The speech audio stream is used to indicate that the stream is primarily used to deliver data to automatic speech recognition (ASR) algorithm. The voice audio stream typically indicates that the recipent of audio data is a human.
Depending on system level requirements for the keyphrase detection algorithm and the speech recognition engine, different policies for keyphrase buffering and voice data streaming may be applied. This document covers the reference implementation available in SOF. The following sections cover functional scope.
Currently SOF implements the Keyphrase Detector component with a reference trigger function that allows testing of E2E flow by detecting a rapid volume change.
A keyphrase is preceeded by a period of silence and is followed by a user command. In order to balance power savings and user experience the host system (CPU) shall be activated only if a keyphrase is detected. To reduce the number of false triggers for user commands, the keyphrase can be sent to the host for additional (2nd stage) verification. This requires the FW to buffer the keyphrase in a memory. Keyphrase transmission to the host shall be as fast as possible (faster than real-time) to reduce latency for system response.

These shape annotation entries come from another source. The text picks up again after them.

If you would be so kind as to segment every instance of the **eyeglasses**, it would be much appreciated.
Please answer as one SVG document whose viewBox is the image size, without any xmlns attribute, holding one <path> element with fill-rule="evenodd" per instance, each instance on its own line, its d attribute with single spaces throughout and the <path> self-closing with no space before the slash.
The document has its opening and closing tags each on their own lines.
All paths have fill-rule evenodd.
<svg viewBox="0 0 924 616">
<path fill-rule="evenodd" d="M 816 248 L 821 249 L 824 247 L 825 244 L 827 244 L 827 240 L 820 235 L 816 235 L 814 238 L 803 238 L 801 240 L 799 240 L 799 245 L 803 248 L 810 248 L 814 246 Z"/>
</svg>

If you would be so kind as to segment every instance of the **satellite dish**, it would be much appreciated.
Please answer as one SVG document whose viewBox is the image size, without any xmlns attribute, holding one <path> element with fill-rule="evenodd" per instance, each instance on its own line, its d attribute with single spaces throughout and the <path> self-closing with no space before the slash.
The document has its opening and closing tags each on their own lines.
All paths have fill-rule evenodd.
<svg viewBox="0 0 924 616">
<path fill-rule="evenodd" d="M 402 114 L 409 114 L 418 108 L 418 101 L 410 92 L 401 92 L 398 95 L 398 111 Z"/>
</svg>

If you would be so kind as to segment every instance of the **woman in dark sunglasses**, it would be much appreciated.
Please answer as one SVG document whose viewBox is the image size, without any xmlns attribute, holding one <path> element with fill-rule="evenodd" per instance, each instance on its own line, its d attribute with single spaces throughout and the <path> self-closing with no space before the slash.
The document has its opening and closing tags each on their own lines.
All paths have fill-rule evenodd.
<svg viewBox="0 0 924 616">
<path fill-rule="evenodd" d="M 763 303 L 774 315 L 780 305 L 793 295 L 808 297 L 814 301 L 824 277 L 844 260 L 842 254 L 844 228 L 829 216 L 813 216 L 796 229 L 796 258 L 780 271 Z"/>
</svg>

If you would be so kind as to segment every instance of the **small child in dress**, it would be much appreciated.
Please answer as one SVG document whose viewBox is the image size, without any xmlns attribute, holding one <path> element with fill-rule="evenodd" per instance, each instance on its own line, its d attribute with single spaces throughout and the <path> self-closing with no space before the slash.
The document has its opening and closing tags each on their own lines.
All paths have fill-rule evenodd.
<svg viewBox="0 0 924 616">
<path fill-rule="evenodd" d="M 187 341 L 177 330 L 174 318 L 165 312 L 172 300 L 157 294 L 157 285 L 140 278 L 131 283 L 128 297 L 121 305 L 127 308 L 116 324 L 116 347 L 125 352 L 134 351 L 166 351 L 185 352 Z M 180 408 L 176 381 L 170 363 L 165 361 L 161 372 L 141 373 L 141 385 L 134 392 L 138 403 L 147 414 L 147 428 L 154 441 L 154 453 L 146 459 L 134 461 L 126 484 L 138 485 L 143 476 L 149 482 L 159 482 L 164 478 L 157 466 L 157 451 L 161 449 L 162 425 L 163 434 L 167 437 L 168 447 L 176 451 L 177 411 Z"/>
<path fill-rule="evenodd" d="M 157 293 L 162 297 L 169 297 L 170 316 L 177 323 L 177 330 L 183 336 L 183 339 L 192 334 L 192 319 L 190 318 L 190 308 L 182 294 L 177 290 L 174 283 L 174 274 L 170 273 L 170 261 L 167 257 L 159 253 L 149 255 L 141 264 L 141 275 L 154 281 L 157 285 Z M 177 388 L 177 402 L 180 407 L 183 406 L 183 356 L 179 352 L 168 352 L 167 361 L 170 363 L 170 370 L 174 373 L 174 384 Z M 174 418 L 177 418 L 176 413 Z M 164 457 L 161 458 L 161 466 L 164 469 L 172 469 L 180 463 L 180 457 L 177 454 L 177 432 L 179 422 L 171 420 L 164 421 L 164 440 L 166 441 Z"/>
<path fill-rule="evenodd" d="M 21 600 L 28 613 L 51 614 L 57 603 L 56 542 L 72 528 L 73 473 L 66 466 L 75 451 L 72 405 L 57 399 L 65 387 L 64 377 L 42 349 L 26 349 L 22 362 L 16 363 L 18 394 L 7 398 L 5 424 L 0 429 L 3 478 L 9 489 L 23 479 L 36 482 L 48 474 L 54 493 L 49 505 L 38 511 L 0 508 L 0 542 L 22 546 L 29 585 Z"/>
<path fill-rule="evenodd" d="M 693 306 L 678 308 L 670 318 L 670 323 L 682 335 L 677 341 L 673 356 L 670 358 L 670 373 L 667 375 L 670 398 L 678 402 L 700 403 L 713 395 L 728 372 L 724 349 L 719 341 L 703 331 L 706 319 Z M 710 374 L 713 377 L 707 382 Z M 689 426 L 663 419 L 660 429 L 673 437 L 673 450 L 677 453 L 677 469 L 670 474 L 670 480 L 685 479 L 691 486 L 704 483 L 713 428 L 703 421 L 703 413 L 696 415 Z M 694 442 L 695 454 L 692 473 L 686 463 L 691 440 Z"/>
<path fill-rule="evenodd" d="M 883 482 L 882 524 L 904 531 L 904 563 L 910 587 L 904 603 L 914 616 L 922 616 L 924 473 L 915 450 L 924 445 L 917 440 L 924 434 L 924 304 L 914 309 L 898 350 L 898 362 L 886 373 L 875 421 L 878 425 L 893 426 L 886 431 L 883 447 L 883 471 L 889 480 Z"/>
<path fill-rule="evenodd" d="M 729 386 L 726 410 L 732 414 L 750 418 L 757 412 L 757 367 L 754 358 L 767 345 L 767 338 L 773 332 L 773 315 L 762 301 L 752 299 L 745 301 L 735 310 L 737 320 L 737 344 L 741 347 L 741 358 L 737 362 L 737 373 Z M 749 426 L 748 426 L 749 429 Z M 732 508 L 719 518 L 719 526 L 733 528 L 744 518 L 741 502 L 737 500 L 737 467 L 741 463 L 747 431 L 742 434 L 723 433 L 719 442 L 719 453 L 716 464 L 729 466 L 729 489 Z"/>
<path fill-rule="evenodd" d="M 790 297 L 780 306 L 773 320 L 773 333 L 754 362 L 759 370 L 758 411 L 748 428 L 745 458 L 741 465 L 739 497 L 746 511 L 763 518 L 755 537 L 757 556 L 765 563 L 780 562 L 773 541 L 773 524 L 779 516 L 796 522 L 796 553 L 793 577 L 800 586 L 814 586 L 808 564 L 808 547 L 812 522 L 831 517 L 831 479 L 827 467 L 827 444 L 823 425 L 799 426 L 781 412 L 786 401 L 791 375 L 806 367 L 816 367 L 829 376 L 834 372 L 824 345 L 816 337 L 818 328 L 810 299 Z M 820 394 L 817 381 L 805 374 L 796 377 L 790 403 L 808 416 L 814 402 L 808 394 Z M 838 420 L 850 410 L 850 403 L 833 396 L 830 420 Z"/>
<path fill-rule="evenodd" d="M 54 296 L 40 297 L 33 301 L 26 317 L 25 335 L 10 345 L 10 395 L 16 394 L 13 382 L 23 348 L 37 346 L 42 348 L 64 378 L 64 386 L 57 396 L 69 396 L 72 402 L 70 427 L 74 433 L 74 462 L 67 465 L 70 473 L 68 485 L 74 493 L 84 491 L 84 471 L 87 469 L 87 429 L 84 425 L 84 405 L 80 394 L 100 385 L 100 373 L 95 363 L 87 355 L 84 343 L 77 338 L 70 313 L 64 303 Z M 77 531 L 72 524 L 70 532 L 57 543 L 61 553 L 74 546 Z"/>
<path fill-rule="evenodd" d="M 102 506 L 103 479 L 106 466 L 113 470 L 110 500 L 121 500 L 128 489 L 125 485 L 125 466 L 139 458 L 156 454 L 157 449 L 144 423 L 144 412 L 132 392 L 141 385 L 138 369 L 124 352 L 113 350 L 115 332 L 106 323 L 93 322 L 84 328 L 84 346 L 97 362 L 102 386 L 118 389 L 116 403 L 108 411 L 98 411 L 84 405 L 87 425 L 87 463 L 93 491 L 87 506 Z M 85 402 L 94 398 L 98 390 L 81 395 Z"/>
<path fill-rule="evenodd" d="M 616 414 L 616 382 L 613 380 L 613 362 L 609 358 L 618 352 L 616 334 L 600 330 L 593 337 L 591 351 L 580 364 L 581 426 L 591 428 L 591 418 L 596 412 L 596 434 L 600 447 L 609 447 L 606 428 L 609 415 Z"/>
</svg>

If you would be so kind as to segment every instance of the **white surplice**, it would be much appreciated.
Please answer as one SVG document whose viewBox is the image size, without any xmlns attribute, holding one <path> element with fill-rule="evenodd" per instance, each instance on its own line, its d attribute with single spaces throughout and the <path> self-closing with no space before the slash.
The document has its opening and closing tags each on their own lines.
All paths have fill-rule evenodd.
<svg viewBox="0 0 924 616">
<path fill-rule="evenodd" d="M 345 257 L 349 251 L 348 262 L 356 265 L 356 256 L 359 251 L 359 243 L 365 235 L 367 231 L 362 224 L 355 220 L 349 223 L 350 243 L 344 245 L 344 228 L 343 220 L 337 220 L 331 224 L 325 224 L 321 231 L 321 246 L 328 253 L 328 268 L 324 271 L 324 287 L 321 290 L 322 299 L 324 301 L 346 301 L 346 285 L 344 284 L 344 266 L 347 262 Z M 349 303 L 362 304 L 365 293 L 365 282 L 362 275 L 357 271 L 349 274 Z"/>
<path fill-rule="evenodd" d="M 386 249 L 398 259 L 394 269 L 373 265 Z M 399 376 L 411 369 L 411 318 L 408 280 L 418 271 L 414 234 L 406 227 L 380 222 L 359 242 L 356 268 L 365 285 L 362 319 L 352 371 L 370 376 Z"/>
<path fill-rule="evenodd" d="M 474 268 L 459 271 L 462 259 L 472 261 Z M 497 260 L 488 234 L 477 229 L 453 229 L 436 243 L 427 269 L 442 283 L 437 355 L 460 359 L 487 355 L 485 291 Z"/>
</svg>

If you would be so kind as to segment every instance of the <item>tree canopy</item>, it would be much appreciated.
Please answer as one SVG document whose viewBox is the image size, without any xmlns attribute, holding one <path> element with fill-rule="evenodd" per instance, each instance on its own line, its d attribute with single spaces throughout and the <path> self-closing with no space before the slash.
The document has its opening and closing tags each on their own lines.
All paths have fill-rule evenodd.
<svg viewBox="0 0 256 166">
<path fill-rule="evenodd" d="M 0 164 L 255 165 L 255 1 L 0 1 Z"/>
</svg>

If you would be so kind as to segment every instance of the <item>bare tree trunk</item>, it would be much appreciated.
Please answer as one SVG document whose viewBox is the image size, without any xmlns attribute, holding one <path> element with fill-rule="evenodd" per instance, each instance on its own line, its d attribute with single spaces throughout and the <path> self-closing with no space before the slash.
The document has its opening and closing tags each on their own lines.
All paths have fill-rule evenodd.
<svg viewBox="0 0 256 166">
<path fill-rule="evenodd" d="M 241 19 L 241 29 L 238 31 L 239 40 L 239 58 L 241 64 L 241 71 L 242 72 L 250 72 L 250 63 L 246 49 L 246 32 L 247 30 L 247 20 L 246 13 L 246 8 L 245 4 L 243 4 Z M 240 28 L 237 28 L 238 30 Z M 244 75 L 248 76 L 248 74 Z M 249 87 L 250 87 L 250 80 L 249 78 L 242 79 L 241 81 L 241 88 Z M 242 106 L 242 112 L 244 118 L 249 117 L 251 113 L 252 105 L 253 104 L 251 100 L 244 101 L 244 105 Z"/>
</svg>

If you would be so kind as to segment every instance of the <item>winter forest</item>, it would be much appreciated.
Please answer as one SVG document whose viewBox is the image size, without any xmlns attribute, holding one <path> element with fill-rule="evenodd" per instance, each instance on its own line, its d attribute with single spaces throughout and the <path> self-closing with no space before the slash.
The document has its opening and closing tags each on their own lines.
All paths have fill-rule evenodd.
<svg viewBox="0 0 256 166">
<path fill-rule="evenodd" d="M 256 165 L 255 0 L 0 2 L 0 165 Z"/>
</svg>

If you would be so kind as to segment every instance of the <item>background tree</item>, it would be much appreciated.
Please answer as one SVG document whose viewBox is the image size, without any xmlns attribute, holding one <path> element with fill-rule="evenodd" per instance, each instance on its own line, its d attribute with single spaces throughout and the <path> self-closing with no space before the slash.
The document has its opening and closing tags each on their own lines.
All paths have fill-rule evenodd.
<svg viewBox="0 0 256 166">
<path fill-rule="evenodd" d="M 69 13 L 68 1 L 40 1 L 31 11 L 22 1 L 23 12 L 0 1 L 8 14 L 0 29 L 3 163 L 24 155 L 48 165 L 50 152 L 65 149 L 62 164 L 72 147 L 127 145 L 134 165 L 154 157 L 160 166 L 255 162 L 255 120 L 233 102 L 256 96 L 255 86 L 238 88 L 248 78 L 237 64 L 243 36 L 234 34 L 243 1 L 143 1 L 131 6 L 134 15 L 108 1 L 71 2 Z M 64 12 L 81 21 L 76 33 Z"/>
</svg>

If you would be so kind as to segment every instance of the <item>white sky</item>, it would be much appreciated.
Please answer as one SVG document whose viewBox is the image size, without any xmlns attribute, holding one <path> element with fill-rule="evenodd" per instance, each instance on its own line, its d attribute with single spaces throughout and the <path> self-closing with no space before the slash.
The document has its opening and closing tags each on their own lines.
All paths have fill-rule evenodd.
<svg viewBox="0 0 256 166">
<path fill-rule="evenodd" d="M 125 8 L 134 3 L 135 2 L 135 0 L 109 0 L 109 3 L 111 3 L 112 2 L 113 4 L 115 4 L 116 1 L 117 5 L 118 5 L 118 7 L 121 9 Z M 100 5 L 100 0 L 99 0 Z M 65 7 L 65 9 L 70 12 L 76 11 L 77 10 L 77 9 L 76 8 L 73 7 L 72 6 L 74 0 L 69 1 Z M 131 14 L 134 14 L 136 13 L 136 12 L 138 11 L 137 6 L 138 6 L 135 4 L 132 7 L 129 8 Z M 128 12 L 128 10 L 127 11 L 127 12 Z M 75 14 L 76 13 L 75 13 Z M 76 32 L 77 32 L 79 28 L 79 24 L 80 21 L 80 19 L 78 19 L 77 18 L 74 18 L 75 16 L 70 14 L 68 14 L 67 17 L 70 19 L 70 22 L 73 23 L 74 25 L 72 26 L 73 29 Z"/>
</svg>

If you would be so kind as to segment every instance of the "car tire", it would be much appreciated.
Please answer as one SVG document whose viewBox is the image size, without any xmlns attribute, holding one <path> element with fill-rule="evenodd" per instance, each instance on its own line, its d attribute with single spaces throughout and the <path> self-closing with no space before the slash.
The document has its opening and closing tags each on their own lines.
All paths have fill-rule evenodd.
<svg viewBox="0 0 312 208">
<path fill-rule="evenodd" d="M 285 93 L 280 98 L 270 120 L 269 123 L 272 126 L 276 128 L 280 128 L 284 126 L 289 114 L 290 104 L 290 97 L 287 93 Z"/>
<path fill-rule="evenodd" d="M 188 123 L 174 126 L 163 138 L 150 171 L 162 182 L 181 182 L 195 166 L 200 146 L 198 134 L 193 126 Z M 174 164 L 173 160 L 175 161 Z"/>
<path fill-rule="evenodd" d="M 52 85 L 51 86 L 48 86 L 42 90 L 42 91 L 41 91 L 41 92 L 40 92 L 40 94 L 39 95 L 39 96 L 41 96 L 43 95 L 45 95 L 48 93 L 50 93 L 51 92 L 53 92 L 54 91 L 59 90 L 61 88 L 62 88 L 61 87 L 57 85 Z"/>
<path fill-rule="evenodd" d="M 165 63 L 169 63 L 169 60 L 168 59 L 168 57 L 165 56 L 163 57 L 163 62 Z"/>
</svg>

The fundamental assumption for the flow is that the keyphrase detection sequence is controlled by the user space component (application) opening and closing speech audio stream. The audio topology setup needs to happen before the speech stream is opened. There is an optional sequence to customize the keyword detection algorithm by behavior by sending run-time parameters. The stream open and preparation phase covers sending HW parameters to DAI and passing configuration parameters from the topology to FW components. The DAPM events handlers are used to control a Keypharse Detector node of the FW topology graph by the audio driver. Once the keyphrase is detected a notification is sent to the driver. At the same time an internal event in FW triggers draining buffered audio data in burst mode to the host. Once the buffer is drained the speech capture pipeline starts to work as a passthrough capture until it is closed by user space application.
The diagram provides an overview of FW and HW components that play a role in keyphrase detection flows. The components are organized in pipelines:
- Speech capture pipeline
- DMIC DAI configures hw interface to capture data from microphones.
- The Keyphrase Buffer Managrer is responsible for managing the data captured by microphones. This includes control of an internal buffer for incoming data and routing of incoming audio samples. The audio buffer with historic audio data is implemented as a cyclic buffer. While listeining to a keyphrase the component stores incoming data in an internal buffer and copies it to a sink that leads toward the keyword detector component. On successful detection of a keyphrase the buffer is drained during a burst transmission to a host. Once the buffer is drained it starts to work as a passthrough component on a capture pipeline.
- The host component configures transport (over DMA) to the host system. The component is responsible for transmitting from local memory (FW accessible) to remote (host CPU accessible) memory.
- Keyphrase detector pipeline
- The channel selector is responsible for providing a single channel on input to the keyphrase detection algorithm. The decision of which channel to select is made by the platform integrator. The component can accept parameters from a topology file.
- The keyphrase detection algorithm accepts audio frames and returns information if a keyphrase is detected. Note that the FW infrastructure can allow a FW event to be sent to the Keyphrase Buffer Manager component if keyphrase is detected. The component also sends a notification to the audio driver and implements large parameters support.
KPBM state diagram¶
The state diagram below presents all possible keyphrase buffer manager states and valid relationships between them.